We are not quite done!
Deep Research is not just about summarising results from various websites. The Deep Research workflows developed by OpenAI, Perplexity and Gemini require a large number of steps to be executed. These can be grouped into broad categories below.
- keyword/question understanding, re-writing and asking for clarifications.
- Identifying relevant sources via calling Search APIs with the relevant inputs to these APIs such as keywords and text phrases. You may even optimize for asking the Search API to look at certain kinds of information sources namely forums, social posts, authority websites, PDF files and so on.
- Parsing retrieved information.
- Summarising retrieved information and looking for next appropriate directions to pursue.
- Steps 1 to 4 can typically get out of hand without a stopping criteria. This is where reasoning models come in. When to appropriately conclude the process in terms of having answered the user's question comprehensively is a key component of a Deep Research workflow.

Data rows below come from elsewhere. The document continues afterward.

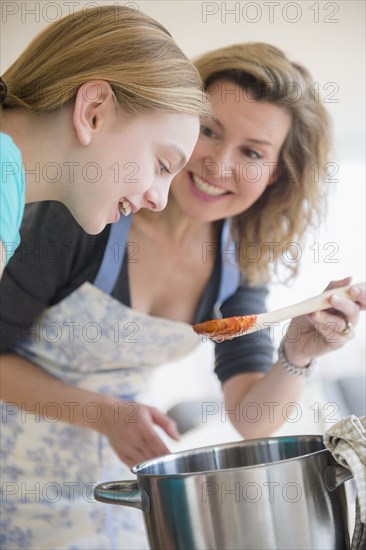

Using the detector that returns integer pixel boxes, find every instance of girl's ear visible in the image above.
[267,161,281,185]
[73,80,115,145]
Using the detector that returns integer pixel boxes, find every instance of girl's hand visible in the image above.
[285,277,366,367]
[100,397,179,467]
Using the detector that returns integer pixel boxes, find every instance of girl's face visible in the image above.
[65,103,199,234]
[171,80,291,222]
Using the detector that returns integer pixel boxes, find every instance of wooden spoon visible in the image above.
[193,283,365,342]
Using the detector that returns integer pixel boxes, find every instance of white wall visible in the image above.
[1,0,365,436]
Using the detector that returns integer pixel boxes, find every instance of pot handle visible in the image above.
[94,480,150,513]
[324,464,353,492]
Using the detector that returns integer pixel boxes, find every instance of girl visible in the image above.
[0,5,207,278]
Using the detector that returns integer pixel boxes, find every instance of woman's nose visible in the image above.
[144,182,171,212]
[206,144,238,180]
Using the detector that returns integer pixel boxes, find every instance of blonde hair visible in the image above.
[2,5,208,115]
[195,43,330,285]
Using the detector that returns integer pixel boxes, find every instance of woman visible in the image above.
[1,44,365,548]
[0,5,207,278]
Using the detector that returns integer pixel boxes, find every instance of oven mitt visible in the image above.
[323,415,366,550]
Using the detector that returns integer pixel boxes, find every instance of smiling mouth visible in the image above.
[118,198,132,216]
[191,173,229,197]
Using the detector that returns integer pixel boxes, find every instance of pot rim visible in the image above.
[130,434,331,478]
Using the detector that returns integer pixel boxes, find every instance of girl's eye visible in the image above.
[201,124,215,137]
[243,149,262,159]
[159,162,171,174]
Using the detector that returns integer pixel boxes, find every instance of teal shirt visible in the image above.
[0,133,25,263]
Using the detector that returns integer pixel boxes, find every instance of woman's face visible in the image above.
[65,110,199,234]
[171,80,291,222]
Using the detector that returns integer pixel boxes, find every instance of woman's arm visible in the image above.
[223,278,366,438]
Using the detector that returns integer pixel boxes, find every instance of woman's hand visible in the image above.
[285,277,366,367]
[100,397,179,466]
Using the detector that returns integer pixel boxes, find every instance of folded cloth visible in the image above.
[323,415,366,550]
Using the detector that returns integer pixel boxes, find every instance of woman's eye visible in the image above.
[244,149,262,159]
[159,162,171,174]
[201,125,215,137]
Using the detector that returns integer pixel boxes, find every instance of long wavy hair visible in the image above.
[2,5,208,115]
[195,43,331,285]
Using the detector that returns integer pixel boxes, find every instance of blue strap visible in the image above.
[214,220,240,317]
[94,215,132,294]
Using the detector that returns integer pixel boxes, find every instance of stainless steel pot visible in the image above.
[94,435,351,550]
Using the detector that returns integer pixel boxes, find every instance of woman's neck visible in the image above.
[136,194,213,243]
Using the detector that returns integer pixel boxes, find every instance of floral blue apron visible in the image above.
[0,218,238,550]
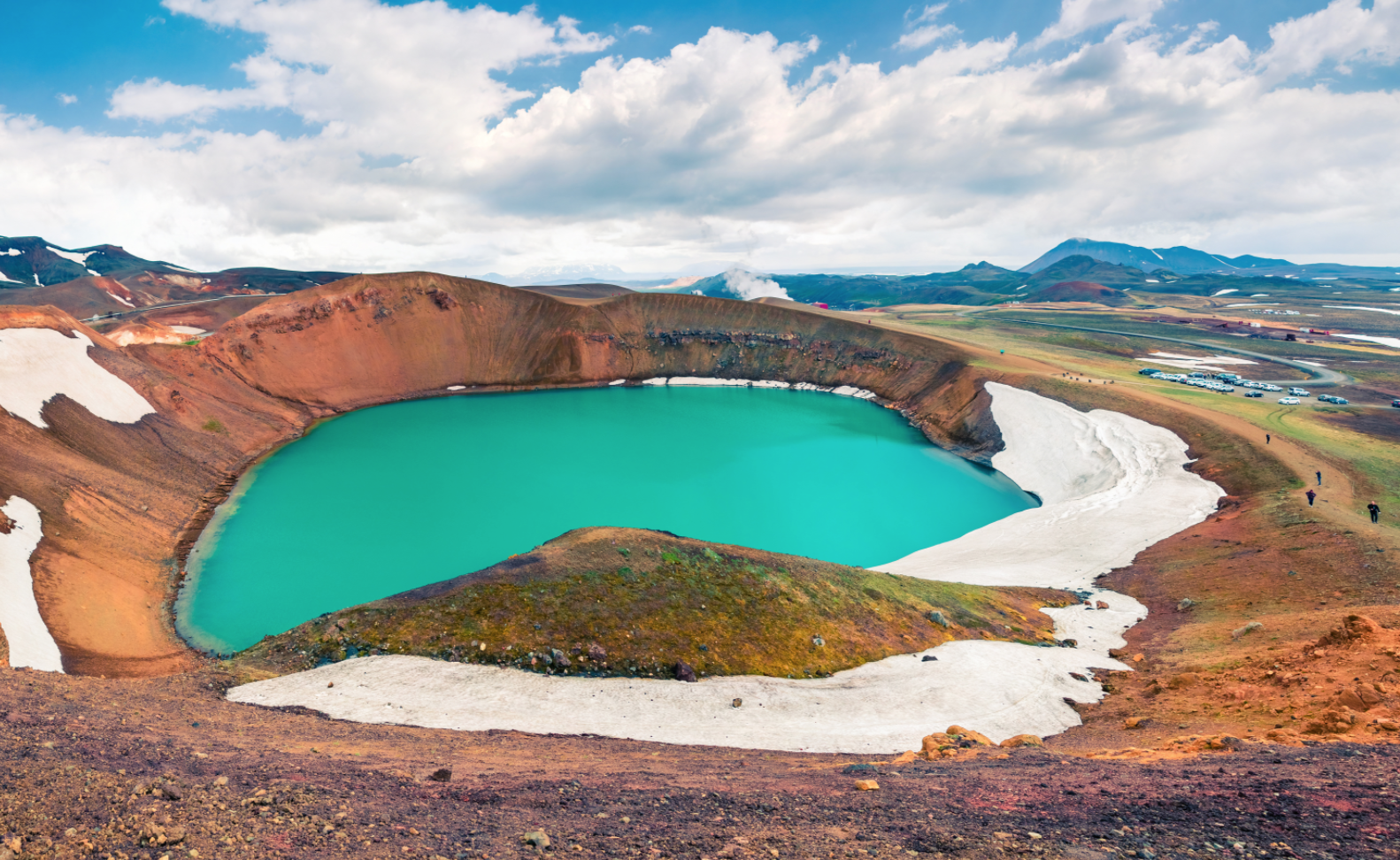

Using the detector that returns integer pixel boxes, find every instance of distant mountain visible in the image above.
[1019,240,1400,281]
[0,235,349,317]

- Finally, developing an output in a certain format is critical to give the user the best experience of having received not only thorough research but packaged appropriately for consumption.
Deep Research is a AI-first product which has been capturing the imagination of knowledge workers who have been using it extensively on platforms like OpenAI and PerplexityAI.
If you are an AI Engineer looking to build Agentic workflows, start building your own workflows from scratch to truly understand how the various building blocks come together.